Oui, l'existence d'un contrat n'est pas nécessaire. La preuve du travail effectif peut être apportée par tous moyens.
2. Quel est le délai pour saisir les prud'hommes ?
Vous avez 3 ans à compter de la date à laquelle le salaire aurait dû être payé. Passé ce délai, la prescription est acquise.
3. L'employeur peut-il refuser de payer si je n'ai pas de badgeuse ?
Non, l'absence de badgeuse ne le dispense pas de prouver les heures. Votre propre décompte peut suffire.
4. Les heures supplémentaires sont-elles imposables ?
Oui, elles sont soumises à l'impôt sur le revenu, mais bénéficient d'une exonération de cotisations salariales dans la limite de 5 000 € par an (2026).
5. Que faire si mon employeur menace de me licencier ?
La demande d'heures supplémentaires est un droit. Un licenciement pour ce motif serait nul. Consultez un avocat immédiatement.
6. Puis-je réclamer des heures supplémentaires en forfait jours ?
Oui, si la convention de forfait est invalide ou si l'employeur ne respecte pas le suivi de la charge de travail.
7. Les astreintes sont-elles considérées comme des heures supplémentaires ?
Non, sauf si vous êtes effectivement intervenu. Les astreintes donnent droit à une compensation spécifique.
8. Combien coûte une procédure aux prud'hommes ?
La procédure est gratuite, mais les honoraires d'avocat varient (1 500 à 5 000 € en moyenne). L'aide juridictionnelle est possible.
Recommandation de l'avocat
Vous êtes victime d'un non-paiement d'heures supplémentaires ? Ne laissez pas votre employeur profiter de votre travail. La condamnation employeur pour non paiement des heures supplémentaires est à votre portée si vous agissez méthodiquement. Conservez toutes les preuves, respectez les délais de prescription et faites-vous accompagner.

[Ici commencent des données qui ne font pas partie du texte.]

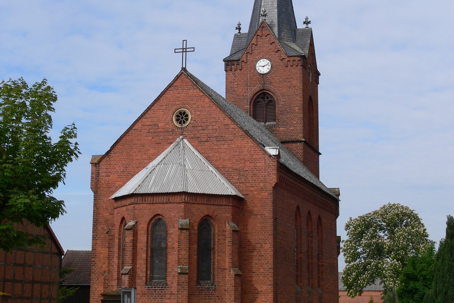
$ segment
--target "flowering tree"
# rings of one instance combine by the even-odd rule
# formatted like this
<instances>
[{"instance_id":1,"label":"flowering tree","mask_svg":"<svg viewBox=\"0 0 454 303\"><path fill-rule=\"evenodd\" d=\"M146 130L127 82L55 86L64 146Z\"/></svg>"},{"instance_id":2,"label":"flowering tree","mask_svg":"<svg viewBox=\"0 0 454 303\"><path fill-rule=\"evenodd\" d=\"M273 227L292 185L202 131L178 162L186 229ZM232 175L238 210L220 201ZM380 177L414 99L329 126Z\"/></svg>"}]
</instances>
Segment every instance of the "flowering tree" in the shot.
<instances>
[{"instance_id":1,"label":"flowering tree","mask_svg":"<svg viewBox=\"0 0 454 303\"><path fill-rule=\"evenodd\" d=\"M380 279L385 292L399 287L409 257L430 249L433 243L414 211L389 203L377 210L350 218L342 251L346 267L342 281L351 297Z\"/></svg>"}]
</instances>

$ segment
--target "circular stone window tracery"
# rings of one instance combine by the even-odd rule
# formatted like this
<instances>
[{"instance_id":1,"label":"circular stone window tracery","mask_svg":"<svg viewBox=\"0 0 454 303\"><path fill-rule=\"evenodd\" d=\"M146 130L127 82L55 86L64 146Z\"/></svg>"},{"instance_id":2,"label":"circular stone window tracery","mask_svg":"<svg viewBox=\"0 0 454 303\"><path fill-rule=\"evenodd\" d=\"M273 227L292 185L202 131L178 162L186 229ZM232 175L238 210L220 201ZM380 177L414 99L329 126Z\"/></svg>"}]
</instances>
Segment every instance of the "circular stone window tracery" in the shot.
<instances>
[{"instance_id":1,"label":"circular stone window tracery","mask_svg":"<svg viewBox=\"0 0 454 303\"><path fill-rule=\"evenodd\" d=\"M184 127L191 122L191 113L186 109L180 109L174 113L174 124L178 127Z\"/></svg>"}]
</instances>

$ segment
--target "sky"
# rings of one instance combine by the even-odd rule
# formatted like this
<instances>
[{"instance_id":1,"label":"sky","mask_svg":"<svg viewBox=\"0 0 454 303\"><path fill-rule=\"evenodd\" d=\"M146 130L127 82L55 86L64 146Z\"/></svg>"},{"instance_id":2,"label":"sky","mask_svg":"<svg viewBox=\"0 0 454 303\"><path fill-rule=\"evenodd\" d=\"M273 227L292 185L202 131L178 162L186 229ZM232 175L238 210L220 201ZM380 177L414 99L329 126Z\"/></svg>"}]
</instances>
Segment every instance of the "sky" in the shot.
<instances>
[{"instance_id":1,"label":"sky","mask_svg":"<svg viewBox=\"0 0 454 303\"><path fill-rule=\"evenodd\" d=\"M0 80L45 78L51 133L75 122L82 152L55 196L64 249L90 249L90 160L105 153L180 71L224 95L222 59L253 0L0 0ZM340 187L337 234L388 203L419 214L431 239L454 215L454 2L294 0L311 21L319 85L320 179ZM150 161L152 159L150 159ZM339 258L339 270L344 266Z\"/></svg>"}]
</instances>

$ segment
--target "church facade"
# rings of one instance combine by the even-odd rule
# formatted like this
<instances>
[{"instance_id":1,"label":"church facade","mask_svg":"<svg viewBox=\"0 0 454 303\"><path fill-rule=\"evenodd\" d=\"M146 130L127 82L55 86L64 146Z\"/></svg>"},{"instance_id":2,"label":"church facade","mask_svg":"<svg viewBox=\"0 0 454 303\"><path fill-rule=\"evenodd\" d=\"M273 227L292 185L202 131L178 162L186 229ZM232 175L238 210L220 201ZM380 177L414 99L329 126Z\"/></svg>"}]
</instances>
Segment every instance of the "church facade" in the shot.
<instances>
[{"instance_id":1,"label":"church facade","mask_svg":"<svg viewBox=\"0 0 454 303\"><path fill-rule=\"evenodd\" d=\"M224 62L225 98L182 68L93 156L91 303L338 301L312 29L255 0Z\"/></svg>"}]
</instances>

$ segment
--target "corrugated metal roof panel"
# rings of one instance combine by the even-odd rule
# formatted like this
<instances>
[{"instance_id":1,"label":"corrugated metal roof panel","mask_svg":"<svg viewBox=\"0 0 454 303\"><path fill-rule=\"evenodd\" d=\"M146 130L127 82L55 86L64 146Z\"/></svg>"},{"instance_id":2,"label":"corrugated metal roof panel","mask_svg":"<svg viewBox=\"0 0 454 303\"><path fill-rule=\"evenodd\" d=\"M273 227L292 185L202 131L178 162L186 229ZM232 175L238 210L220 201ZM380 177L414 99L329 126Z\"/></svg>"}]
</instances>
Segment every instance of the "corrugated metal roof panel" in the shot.
<instances>
[{"instance_id":1,"label":"corrugated metal roof panel","mask_svg":"<svg viewBox=\"0 0 454 303\"><path fill-rule=\"evenodd\" d=\"M243 197L187 140L180 137L110 198L133 193L183 192Z\"/></svg>"}]
</instances>

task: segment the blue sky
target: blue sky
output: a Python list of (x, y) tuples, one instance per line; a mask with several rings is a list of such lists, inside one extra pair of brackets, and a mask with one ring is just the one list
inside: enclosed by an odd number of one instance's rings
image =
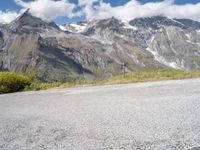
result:
[[(27, 2), (27, 3), (31, 2), (31, 1), (33, 1), (33, 0), (23, 0), (23, 2)], [(53, 1), (53, 0), (50, 0), (50, 1)], [(59, 0), (57, 0), (57, 1), (59, 1)], [(105, 4), (109, 3), (111, 8), (114, 8), (114, 7), (117, 7), (117, 6), (123, 6), (129, 1), (130, 0), (104, 0), (103, 2)], [(137, 0), (137, 1), (140, 2), (141, 5), (147, 4), (147, 3), (150, 3), (150, 2), (161, 2), (161, 0)], [(69, 2), (74, 3), (75, 5), (78, 5), (78, 0), (69, 0)], [(184, 6), (186, 4), (197, 5), (198, 3), (200, 4), (200, 0), (175, 0), (173, 5), (180, 5), (180, 6)], [(16, 2), (14, 0), (1, 0), (1, 3), (0, 3), (0, 11), (3, 12), (3, 13), (8, 12), (8, 11), (19, 13), (22, 8), (23, 7), (20, 6), (19, 4), (16, 4)], [(79, 9), (81, 10), (81, 9), (83, 9), (83, 7), (77, 7), (76, 11), (80, 11)], [(99, 13), (99, 14), (101, 14), (101, 13)], [(6, 14), (4, 14), (4, 15), (6, 15)], [(101, 16), (101, 15), (97, 15), (97, 16)], [(190, 16), (188, 16), (188, 17), (190, 17)], [(194, 18), (195, 17), (197, 18), (198, 16), (196, 15), (196, 16), (194, 16)], [(0, 18), (1, 18), (1, 16), (0, 16)], [(62, 24), (64, 22), (81, 21), (81, 20), (84, 20), (85, 18), (87, 18), (87, 15), (79, 15), (79, 16), (74, 16), (74, 17), (68, 17), (68, 16), (62, 16), (61, 15), (61, 16), (54, 18), (53, 20), (56, 21), (58, 24)], [(196, 20), (198, 20), (198, 18)]]

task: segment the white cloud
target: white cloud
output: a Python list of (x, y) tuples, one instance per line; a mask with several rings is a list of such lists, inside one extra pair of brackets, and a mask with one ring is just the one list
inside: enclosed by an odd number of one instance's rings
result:
[(57, 17), (72, 18), (76, 15), (73, 13), (75, 4), (68, 0), (34, 0), (30, 2), (15, 0), (15, 2), (25, 9), (30, 9), (32, 15), (49, 21)]
[(78, 4), (79, 6), (83, 6), (83, 5), (92, 5), (93, 3), (97, 2), (99, 0), (79, 0)]
[(162, 2), (148, 2), (145, 4), (137, 0), (130, 0), (124, 5), (112, 7), (103, 0), (91, 7), (86, 4), (83, 9), (87, 19), (105, 19), (115, 17), (120, 20), (131, 20), (138, 17), (165, 15), (172, 18), (188, 18), (200, 21), (200, 3), (177, 5), (174, 0)]
[(8, 23), (15, 19), (22, 10), (30, 9), (34, 16), (45, 20), (54, 20), (58, 17), (73, 18), (85, 16), (86, 19), (105, 19), (115, 17), (119, 20), (131, 20), (138, 17), (165, 15), (171, 18), (188, 18), (200, 21), (200, 2), (196, 4), (177, 5), (174, 0), (162, 2), (140, 3), (138, 0), (129, 0), (121, 6), (111, 6), (103, 0), (78, 0), (78, 4), (68, 0), (14, 0), (22, 7), (21, 11), (0, 11), (0, 22)]
[(15, 11), (0, 11), (0, 23), (9, 23), (17, 18), (20, 14)]

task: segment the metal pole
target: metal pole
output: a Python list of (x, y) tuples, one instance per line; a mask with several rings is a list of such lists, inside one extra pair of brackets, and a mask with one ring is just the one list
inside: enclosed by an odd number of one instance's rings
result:
[(123, 62), (122, 64), (122, 69), (123, 69), (123, 77), (125, 78), (126, 77), (126, 68), (125, 68), (126, 64)]

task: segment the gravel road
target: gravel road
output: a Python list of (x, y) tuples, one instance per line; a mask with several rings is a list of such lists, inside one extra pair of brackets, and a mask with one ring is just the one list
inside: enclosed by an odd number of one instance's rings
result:
[(199, 147), (200, 79), (0, 95), (1, 150)]

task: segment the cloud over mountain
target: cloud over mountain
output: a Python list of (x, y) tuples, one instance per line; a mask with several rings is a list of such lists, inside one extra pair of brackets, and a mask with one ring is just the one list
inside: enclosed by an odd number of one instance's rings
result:
[[(112, 6), (103, 0), (78, 0), (78, 4), (68, 0), (14, 0), (22, 10), (30, 9), (32, 15), (45, 20), (58, 17), (85, 17), (86, 19), (105, 19), (115, 17), (120, 20), (131, 20), (138, 17), (164, 15), (171, 18), (188, 18), (200, 21), (200, 2), (178, 5), (174, 0), (140, 3), (129, 0), (120, 6)], [(22, 11), (20, 11), (22, 12)], [(0, 11), (0, 22), (7, 23), (15, 19), (20, 12)]]
[(0, 11), (0, 23), (8, 23), (19, 16), (15, 11)]
[(162, 2), (140, 3), (130, 0), (121, 6), (112, 7), (110, 3), (102, 0), (91, 7), (86, 5), (84, 14), (87, 19), (104, 19), (115, 17), (120, 20), (131, 20), (138, 17), (164, 15), (172, 18), (189, 18), (200, 21), (200, 3), (177, 5), (174, 0)]
[(15, 2), (25, 9), (30, 9), (30, 13), (34, 16), (45, 20), (54, 20), (57, 17), (72, 18), (74, 16), (73, 10), (76, 7), (68, 0), (35, 0), (30, 2), (15, 0)]

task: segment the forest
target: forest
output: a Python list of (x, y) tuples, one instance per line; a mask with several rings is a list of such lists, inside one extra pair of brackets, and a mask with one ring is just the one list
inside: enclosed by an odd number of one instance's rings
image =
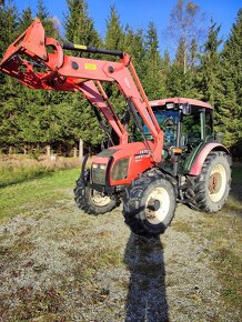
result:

Pour une évaluation gratuite de votre dossier, rendez-vous sur PrudhommesAvocat.fr. Nos avocats spécialisés vous répondent sous 24h.
Sources et références
- Code du travail, articles L3121-1 à L3245-1
- Cour de cassation, chambre sociale, arrêt n°25-10.456 du 18 mars 2026
- Loi n°2025-1234 du 22 décembre 2025 relative à la simplification des procédures prud'homales
- Ministère du Travail, circulaire DGT du 15 janvier 2026
- Jurisprudence prud'homale 2026 (CPH Paris, 2 février 2026, n°25/00234)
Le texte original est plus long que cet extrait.